Doit-on tout dire ?
Il fut une époque où bien innocemment je pensais que tout dire était la chose la plus naturelle qui soit. C’était avant. La vie m’a fait réalisé que chacun avait sa vérité, et que certaines choses ne doivent pas toujours être dites simplement parce que l’autre a sa propre histoire et les mots ne résonneront pas pour lui à l’identique. Se confier à une personne, c’est un peu comme jouer une mélodie sur une harpe. Le son qui va en résulter sera doux à l’oreille, mais chaque individu ressentira cette musique différemment. Ce sera pareil pour la vérité. Nos sentiments, notre ressenti nous incitent à tout dire pour nous libérer du poids émotionnel, mais rarement nous imaginons comment l’autre va recevoir nos mots.

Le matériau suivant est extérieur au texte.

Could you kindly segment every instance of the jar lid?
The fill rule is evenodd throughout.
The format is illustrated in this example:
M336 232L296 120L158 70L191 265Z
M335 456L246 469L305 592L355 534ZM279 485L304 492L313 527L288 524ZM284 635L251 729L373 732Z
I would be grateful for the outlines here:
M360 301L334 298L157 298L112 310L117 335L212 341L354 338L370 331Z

Qui ne s’est pas un jour retrouvé face à une déclaration d’amour non désirée, face à des confidences que nous n’attendions pas, d’être détenteur d’un secret que nous aurions préféré ignorer. Tout dire n’est-ce pas quelque part, au nom de l’amour ou de l’amitié, placer l’autre en position d’otage, enchaîné dans nos vies.

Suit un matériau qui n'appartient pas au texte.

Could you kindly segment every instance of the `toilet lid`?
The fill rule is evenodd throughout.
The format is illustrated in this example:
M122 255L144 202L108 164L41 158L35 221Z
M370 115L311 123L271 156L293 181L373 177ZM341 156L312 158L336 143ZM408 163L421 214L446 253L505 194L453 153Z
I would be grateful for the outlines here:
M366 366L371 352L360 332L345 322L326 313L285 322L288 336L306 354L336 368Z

L’homme a tendance à vouloir tout dire pour alléger sa conscience en occultant la souffrance que les mots prononcés peuvent procurer. Avouer à sa compagne que l’on a un jour désiré une autre femme, n’est-ce pas lui tendre un fusil pour se faire sauter la cervelle ? Quel besoin de dire une telle vérité hormis faire du mal surtout si la liaison est terminée ? N’est-ce pas une manière de se dédouaner ? La culpabilité souvent véhiculée par une éducation moralisatrice incite trop souvent l’individu a avoué des erreurs passées au risque de semer le trouble dans un présent serein.

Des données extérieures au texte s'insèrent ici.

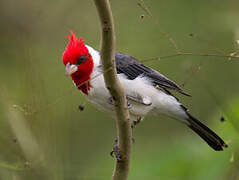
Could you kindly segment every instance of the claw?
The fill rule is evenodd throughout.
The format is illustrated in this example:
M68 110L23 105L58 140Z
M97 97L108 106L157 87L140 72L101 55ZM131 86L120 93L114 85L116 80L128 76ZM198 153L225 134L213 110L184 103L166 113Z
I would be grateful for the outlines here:
M115 143L114 143L112 151L110 152L110 155L112 157L115 157L118 162L122 161L122 158L119 154L118 139L115 140Z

Peut-être était-ce au final l’utilité de ces curés d’antan et du confessionnal ? Éviter de dire tout haut ce qui pourrait détruire une vie en la confiant à une personne anonyme.
Seulement voilà, les curés, ce n’est pas vraiment la tasse de thé de notre société alors on va se confier aux amis.
Seulement, tout n’est donc pas à dire. Trop parler peut conduire à offrir à l’ami une arme redoutable qui se retournera contre nous un jour. La confiance ? On sait tous que sous l’effet de la colère, de la jalousie, du désir de pouvoir, ce sentiment disparait aussi vite qu’il est venu.
Il est donc important de savoir bien choisir ses vérités, de planter des graines, et de regarder comment les fleurs vont pousser. Ensuite, et seulement à ce moment là, on va pouvoir avancer sur la pointe des pieds, un peu comme une caresse, et si l’autre vibre sur les mêmes notes de musique que nous, alors, et seulement à cet instant précis, nous pourrons oser nous mettre à nu, sans artifice, tel que nous sommes vraiment, nous pourrons dessiner sur les lèvres de l’autre ces mots que l’on ne dit pas, ces mots qui peuvent tout changer, ces mots qui seront « notre vérité », ces mots que nous ne voulons partager qu’avec lui, ce petit jardin secret, ce sentiment si fort qu’il nous fait tout oublier, ce …
« je t’aime »
Seuls mots à pouvoir être dits.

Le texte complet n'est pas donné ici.